Comprehensive genomic profiling tests that can accurately measure TMB without the need for whole-exome sequencing are now available. There is a growing body of clinical research demonstrating the potential benefits of TMB as a diagnostic marker in terms of accuracy, sensitivity and reproducibility. Most importantly, it provides a quantitative measure that can be used to better inform treatment decisions.

TMB in Action

There is an urgency to identify patients most likely to respond to checkpoint inhibitor therapies and improve access to clinical trials. In a recent case involving a young woman in her 30s with colorectal cancer, this need couldn’t have been more apparent. Although a comprehensive genomic profiling test revealed no actionable genomic alterations for targeted therapies, she did exhibit high TMB. Based on this result, her physician administered checkpoint inhibitor therapy, to which she has experienced a rapid and significant response.

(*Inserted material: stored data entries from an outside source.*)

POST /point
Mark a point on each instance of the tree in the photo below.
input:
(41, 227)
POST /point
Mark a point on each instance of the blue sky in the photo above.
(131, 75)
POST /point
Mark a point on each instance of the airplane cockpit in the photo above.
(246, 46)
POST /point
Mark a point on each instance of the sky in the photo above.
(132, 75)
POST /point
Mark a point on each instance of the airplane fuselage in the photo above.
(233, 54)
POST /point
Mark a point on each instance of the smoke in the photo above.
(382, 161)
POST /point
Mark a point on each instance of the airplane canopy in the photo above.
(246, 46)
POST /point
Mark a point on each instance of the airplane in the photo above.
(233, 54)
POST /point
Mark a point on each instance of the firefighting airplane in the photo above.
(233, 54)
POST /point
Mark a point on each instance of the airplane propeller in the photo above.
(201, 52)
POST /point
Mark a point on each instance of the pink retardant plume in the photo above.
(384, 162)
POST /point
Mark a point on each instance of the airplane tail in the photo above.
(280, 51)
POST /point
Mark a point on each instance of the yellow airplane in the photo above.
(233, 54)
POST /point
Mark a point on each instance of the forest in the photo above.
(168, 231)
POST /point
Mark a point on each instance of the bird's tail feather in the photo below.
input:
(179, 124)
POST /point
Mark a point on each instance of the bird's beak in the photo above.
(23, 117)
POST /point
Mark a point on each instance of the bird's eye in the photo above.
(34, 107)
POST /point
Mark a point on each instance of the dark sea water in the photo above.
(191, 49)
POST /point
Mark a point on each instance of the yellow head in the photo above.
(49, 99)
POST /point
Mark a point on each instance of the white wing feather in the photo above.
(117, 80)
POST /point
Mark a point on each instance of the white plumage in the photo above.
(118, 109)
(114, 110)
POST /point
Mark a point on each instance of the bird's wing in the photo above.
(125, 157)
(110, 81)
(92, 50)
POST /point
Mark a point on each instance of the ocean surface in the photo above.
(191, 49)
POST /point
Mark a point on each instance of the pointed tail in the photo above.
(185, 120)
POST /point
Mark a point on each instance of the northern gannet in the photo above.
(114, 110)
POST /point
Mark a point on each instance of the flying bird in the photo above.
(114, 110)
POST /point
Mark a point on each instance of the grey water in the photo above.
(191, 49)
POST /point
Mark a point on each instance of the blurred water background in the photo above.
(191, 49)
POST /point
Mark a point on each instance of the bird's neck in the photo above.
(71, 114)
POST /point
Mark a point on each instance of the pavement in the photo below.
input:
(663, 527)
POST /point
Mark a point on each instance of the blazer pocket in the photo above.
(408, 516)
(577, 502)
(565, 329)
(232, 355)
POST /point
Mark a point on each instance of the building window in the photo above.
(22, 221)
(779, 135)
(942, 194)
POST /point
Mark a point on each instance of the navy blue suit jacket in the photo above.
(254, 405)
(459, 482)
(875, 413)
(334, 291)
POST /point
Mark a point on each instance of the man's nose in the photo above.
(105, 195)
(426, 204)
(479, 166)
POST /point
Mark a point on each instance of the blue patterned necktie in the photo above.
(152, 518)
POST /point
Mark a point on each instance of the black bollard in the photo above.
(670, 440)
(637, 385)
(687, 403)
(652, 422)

However, for each success, there may be countless patients not even considered for a potentially lifesaving immunotherapy treatment because their TMB levels are unknown. Adding TMB to oncologists’ arsenal of information could make the difference for those patients most in need of immunotherapies.

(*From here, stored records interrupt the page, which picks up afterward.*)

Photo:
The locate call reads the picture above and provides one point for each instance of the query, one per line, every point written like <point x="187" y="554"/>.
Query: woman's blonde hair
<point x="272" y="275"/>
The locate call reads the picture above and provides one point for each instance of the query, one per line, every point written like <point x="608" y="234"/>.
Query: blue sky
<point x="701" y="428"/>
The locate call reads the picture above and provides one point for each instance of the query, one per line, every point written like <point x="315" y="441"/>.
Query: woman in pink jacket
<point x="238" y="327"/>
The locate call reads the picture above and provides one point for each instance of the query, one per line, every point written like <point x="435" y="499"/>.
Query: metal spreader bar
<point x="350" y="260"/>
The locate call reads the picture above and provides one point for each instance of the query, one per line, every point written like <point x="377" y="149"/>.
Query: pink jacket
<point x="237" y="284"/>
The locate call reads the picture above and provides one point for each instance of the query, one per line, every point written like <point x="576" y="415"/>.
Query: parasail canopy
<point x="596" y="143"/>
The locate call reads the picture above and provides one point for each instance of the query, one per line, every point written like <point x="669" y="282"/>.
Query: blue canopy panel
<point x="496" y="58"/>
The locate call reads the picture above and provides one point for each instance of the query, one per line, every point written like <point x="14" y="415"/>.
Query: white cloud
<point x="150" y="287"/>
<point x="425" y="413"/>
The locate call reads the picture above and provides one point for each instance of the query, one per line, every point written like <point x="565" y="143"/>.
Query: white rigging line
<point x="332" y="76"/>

It is important to consider that TMB is not going to be a universal solution. I believe a multi-pronged approach that combines TMB with protein or gene expression information will ultimately have improved utility over either biomarker on its own. But in the current landscape, TMB is an essential tool that can help physicians maximize the benefits of the latest innovation in cancer care.

 

References:
1. Wolchok et al. Nivolumab plus ipilimumab in advanced melanoma. N Engl J Med. 2013 July 11;369(2):122-123.
2. Rizvi et al. Mutational landscape determines sensitivity to PD-1 blockade in non-small cell lung cancer. Science. 2015;348(6230):124-128.
3. Rosenberg et al. Atezolizumab in patients with locally advanced and metastatic urothelial carcinoma who have progressed following treatment with platinum-based chemotherapy: a single-arm, multicenter, phase 2 trial. Lancet. 2016;387(10031):1909-1920.
4. Snyder et al. Genetic basis for clinical response to CTLA-4 blockade in melanoma. N Engl J Med. 2014;327:2189-2199.
David Fabrizio is the cancer immunotherapy leader at Foundation Medicine.